An associate professor in physics at Portsmouth University believes it’s entirely possible we’re living in a simulation.
And now he wants to conduct an experiment to prove his theory.
Professor Melvin Vopson believes that one of the key indicators is the abundance of symmetry in our universe.
Speaking to the MailOnline, Vopson said this is a bit strange.
“This abundance of symmetry in the universe is something that has never been explained,” he said.
Vopson used something called quantum entanglement as an example.
Quantum entanglement refers to two particles that remain connected even though they’re light-years apart.
According to Vopson, these two particles are connected in that if you manipulate or alter one, the other one automatically changes, too.
Even if it’s light years away like these planets recently messaged by scientists in the hope of getting an extraterrestrial response.
Melvin Vopson, Associate Professor in Physics at the University of Portsmouth, joins Andrew Doyle, to discuss his claims that we may well be characters in an advanced virtual world, and his new book: "Reality Reloaded: The Scientific Case for a Simulated Universe". pic.twitter.com/B2ipZzs36s— GB News (@GBNEWS) October 22, 2023
As part of his experiment, Vopson wants to collide particles and their respective antiparticles to see if they emit a specific light frequency.

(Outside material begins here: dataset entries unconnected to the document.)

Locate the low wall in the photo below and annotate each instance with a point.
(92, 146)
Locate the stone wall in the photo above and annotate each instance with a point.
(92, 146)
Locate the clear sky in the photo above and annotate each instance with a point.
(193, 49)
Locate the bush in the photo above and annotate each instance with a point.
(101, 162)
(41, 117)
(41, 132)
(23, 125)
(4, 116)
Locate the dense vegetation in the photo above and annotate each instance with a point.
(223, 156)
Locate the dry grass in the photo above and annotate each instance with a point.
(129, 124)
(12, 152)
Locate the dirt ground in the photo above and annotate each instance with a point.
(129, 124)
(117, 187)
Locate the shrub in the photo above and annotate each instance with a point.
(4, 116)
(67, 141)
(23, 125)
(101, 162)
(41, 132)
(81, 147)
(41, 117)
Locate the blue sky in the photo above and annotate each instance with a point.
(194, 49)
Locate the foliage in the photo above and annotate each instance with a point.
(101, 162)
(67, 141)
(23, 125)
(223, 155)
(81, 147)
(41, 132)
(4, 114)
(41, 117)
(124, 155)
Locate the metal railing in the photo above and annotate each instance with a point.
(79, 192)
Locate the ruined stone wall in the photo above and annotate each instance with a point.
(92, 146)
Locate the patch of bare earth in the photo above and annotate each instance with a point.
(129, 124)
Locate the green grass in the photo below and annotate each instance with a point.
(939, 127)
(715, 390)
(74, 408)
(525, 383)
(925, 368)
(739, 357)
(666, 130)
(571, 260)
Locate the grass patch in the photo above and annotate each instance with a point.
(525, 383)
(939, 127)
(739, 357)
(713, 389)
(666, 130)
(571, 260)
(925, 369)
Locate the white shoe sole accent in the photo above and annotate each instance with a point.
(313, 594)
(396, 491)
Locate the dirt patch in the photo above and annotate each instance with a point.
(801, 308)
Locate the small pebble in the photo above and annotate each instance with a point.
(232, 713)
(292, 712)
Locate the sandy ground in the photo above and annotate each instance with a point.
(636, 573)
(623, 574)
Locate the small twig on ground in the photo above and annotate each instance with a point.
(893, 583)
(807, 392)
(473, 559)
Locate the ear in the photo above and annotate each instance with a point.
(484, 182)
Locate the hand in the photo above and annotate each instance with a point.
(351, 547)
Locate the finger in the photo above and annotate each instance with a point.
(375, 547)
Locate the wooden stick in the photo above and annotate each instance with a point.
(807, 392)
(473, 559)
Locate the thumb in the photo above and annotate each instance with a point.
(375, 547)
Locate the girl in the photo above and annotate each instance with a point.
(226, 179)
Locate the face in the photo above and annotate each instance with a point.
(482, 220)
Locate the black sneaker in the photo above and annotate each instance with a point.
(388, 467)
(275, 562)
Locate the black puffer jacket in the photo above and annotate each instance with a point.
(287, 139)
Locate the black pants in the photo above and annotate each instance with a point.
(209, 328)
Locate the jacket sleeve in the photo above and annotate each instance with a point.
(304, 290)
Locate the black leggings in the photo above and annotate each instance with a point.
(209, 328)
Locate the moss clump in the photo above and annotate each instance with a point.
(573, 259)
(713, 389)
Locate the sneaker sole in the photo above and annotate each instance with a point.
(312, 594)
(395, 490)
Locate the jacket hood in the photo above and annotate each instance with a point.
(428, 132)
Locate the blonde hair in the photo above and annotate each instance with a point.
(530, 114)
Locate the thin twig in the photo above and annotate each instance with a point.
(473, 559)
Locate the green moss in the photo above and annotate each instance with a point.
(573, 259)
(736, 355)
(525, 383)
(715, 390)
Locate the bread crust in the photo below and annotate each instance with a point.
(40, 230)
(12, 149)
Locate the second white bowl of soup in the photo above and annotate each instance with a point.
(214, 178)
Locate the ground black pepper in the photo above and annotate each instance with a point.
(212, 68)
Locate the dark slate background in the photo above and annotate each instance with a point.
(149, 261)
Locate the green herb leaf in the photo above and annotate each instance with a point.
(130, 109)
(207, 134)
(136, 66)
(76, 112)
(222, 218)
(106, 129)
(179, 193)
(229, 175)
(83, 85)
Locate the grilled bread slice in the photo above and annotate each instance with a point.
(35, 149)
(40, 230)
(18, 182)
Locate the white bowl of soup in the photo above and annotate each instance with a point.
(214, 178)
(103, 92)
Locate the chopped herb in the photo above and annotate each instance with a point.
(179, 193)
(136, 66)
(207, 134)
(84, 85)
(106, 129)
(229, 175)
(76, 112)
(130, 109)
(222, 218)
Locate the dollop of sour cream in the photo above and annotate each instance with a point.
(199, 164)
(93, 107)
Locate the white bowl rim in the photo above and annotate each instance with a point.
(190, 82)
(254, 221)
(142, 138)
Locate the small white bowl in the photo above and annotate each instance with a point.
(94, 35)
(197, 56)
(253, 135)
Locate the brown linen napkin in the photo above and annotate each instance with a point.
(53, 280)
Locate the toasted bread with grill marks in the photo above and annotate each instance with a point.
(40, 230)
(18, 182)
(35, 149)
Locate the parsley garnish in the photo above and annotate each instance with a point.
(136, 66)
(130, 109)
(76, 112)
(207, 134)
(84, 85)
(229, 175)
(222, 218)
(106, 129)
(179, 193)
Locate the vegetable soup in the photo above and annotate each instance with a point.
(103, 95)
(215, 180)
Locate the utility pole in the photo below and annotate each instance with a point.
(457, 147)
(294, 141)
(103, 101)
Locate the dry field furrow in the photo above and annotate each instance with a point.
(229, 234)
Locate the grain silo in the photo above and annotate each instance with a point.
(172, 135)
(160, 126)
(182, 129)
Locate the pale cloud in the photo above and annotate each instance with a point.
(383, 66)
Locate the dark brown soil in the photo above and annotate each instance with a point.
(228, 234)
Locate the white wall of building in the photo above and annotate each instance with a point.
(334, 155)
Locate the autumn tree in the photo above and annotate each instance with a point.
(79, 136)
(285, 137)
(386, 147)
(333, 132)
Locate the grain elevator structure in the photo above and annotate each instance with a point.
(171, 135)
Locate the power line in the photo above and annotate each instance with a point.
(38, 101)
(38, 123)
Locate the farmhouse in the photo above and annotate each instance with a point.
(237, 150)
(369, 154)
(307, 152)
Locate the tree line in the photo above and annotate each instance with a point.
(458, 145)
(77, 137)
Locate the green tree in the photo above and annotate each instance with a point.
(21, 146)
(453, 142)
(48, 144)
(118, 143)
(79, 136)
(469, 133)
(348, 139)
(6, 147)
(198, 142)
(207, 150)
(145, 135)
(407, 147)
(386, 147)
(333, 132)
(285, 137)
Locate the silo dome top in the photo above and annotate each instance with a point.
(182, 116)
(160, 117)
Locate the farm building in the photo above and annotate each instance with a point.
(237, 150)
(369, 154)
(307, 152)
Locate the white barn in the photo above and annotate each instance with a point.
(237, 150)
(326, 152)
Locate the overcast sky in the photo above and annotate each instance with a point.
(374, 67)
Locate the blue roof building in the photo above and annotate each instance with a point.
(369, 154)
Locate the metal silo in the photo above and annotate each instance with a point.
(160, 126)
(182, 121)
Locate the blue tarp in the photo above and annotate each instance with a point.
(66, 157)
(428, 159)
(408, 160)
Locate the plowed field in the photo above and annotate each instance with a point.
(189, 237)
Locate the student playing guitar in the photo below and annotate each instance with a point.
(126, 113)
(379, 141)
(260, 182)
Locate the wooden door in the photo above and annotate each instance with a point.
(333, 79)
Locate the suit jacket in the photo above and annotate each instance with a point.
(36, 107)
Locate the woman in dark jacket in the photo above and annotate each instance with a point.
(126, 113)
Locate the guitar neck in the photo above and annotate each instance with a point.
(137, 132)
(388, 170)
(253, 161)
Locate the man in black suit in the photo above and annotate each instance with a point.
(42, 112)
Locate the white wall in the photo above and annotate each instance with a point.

Should that happen, it would indicate that these particles contain bits of information that are trying to escape.
This would be proof that we might be living in a computer simulation.
Vopson further explains that this, in theory, should be impossible, because it’d mean you’d be doing something faster than the speed of light.
Not to be confused with the speed of sound, which hit the headlines last week as NASA released its ‘quiet’ supersonic jet that could lead to commercial flights that are faster than ever before.
The only explanation, according to the professor, is that these two particles are part of a code, and they’re equally far apart from the central processor, to which they’re connected.
“While we may think two particles are millions of light years apart, they wouldn’t be if they were created in a simulation,” Vopson concluded.
The professor says if this were the case, then we should be able to find bits of code around us.
And these bits of information should have a small mass, which would give us “something to search for”.
Vopson has an idea to prove his simulation theory.
It all sounds a bit complicated, but there’s one thing that Vopson wrote in one of his papers that makes sense.
Vopson says that the nature of the reality we live is still a great mystery, which is a good point.
More importantly, he said that we should take the simulation hypothesis seriously simply because, that way, it’d be easier to prove it – or disprove it.